EPSRC DTP PhD in Mathematics: Anomaly Detection for Large Complex Data
|Application deadline||31 July 2018|
|Start date||1 October 2018|
|Level of study||Postgraduate research|
|Award type||PhD studentship|
|Number of studentships||1|
This PhD is designed to develop novel mathematics which bridges linear algebra, statistics and optimization, and to introduce new modern techniques for anomaly detection.
The Office for National Statistics (ONS) is the UK’s largest independent producer of official statistics, and is the recognised national statistics institute of the UK. It produces a wide range of statistics on the UK’s economy, society and population. These are used in policy decisions across government, in the allocation of billions of pounds of funding, and by the private, academic and third sector to inform decision-making.
ONS is currently undergoing ambitious transformation, moving away from the traditional use of survey data to compile statistics, to significantly increased use of administrative and other non-survey data to better meet the needs of users.
The Independent Review of UK Economic Statistics (Bean, 2016) recommended in Strategic Recommendation D that ONS ‘make the most of existing and new data sources and the technologies for dealing with them’, and in Recommended Action 13, that ONS ‘build ONS’s capacity to clean, match and analyse very large datasets’. It also recommends that ONS build its capacity to do this through collaboration with the academic sector.
Large, complex, multi-variable and multiple data type data sources present a new challenge for anomaly detection as part of the statistical production process. Simple parametric models used for outlier detection in survey data are no longer suitable.
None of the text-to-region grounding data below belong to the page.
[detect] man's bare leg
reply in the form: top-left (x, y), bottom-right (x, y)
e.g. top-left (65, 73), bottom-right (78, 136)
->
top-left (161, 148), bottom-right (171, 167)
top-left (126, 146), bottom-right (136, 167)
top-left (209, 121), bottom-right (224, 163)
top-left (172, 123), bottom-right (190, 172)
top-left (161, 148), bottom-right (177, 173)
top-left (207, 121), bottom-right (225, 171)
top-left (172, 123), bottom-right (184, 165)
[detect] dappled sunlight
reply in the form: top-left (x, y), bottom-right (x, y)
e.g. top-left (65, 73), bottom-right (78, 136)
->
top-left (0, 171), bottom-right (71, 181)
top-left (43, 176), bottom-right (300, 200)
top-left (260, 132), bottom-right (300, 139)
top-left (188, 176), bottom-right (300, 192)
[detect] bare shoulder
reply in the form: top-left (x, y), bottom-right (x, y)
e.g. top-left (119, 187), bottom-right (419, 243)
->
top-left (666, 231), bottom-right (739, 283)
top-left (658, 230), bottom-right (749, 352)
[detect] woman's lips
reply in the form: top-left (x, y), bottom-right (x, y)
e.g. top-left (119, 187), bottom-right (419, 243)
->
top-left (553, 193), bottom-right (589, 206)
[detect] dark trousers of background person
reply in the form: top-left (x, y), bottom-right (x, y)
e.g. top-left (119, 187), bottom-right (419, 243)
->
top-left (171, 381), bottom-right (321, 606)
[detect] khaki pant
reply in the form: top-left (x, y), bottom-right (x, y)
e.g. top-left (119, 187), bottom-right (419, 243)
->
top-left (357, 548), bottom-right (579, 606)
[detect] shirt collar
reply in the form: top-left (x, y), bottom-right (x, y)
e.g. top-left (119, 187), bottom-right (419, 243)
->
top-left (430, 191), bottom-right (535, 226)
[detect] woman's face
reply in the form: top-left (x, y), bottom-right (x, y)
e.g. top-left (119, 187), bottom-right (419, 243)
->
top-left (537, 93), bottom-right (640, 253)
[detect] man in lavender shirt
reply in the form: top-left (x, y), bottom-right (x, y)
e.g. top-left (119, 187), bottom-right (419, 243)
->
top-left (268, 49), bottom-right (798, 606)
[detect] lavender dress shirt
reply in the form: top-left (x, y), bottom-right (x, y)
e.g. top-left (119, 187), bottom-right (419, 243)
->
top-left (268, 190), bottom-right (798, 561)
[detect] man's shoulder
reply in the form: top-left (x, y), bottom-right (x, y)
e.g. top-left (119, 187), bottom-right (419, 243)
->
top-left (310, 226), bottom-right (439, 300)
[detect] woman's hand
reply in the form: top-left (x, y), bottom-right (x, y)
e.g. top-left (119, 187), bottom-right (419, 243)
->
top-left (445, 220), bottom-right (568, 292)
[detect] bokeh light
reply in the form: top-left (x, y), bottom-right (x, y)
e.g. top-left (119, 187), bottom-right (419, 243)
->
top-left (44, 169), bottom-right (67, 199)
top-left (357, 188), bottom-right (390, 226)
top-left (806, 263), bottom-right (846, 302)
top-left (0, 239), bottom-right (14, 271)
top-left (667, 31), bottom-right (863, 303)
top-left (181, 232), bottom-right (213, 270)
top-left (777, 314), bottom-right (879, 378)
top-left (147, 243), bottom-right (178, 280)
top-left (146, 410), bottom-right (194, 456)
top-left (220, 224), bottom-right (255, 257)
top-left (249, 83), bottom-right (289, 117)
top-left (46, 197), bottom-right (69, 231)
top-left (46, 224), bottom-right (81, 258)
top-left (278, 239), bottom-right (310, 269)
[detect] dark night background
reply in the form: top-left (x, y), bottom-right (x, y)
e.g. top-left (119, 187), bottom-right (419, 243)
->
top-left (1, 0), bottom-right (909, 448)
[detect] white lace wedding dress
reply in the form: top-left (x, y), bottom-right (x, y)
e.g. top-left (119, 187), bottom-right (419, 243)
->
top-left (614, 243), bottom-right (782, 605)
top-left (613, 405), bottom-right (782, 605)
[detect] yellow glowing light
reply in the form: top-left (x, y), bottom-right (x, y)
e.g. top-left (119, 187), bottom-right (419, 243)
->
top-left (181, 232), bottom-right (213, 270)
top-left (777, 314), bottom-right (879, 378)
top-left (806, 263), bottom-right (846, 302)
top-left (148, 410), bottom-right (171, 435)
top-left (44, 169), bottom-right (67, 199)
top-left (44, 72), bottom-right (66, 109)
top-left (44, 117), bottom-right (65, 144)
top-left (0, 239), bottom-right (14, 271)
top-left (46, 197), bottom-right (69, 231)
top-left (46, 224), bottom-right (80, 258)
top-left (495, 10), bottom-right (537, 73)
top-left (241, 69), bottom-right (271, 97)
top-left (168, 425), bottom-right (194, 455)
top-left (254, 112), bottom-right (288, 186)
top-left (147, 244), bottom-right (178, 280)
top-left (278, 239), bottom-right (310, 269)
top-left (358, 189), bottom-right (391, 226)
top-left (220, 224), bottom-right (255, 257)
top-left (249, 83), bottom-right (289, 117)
They require model assumptions that would become prohibitively complex, are not efficient in processing large data sets, and do not allow for mixed variable types.
Linear algebra has seen applications in a wide variety of areas in multivariate statistics but the last decade has generated a number of new settings in which such techniques are being applied in statistics. Examples include the developments in compressed sensing, and matrix completion, work pioneered by prominent mathematicians such as Candès (Candès & Tao, 2010), Donoho (Donoho, 2006), Tao (Candès & Tao, 2007) and Tsybakov (Rohde & Tsybakov, 2011).
The escalation of ‘big data’ has given rise to more considered thought on how optimization can inform statistical procedure as the dimensions of the problem grow. A modern trend has been to form statistical problems as (approximate) convex optimization problems, where the technology is such that existing routines can solve such problems in huge dimensions fairly quickly (Boyd & Vandenberghe, 2004).
An interesting question is how close the solution to the approximate convex optimization problem is to the solution of the original statistical problem. This PhD is set in this context outlined, to tackle the problem of anomaly detection.
This project therefore offers you the novel opportunity not only to work on datasets not usually available to academia, but also to do so in a state-of-the art distributed processing environment.
Datasets that you would work on may include HMRC’s turnover and expenditure data from value added tax returns and HMRC payroll data. ONS is exploring the potential to use these in the compilation of headline economic statistics including gross domestic product (GDP). Robust understanding of these new datasets is crucial in ensuring the quality of market-moving statistics.
Chair in Statistics
Senior Lecturer in Statistics / Director of Admissions
Dr Louisa Nolan (Data Science Campus, Office for National Statistics)
|Tuition fee support||Full UK/EU tuition fees|
|Maintenance stipend||Doctoral stipend matching UK Research Council National Minimum|
|Residency||UK Research Council eligibility conditions apply|
Applicants should have obtained, or be about to obtain, a First or Upper Second Class UK Honours degree, or the equivalent qualifications gained outside the UK. Applicants with a Lower Second Class degree will be considered if they also have a Master’s degree.
Consideration is automatic on applying for Doctor of Philosophy in Mathematics, with a start date of October.
In the 'Research Proposal and Funding' section of your application, please specify the project title and supervisors of this project and copy the project description in the text box provided.
Please select 'No, I am not self-funding my research' when asked whether you are self-funding your research.
Please add 'PhD in Anomaly Detection for Large Complex Data' when asked 'Please provide the name of the funding you are applying for'.
We reserve the right to close applications early should sufficient applications be received.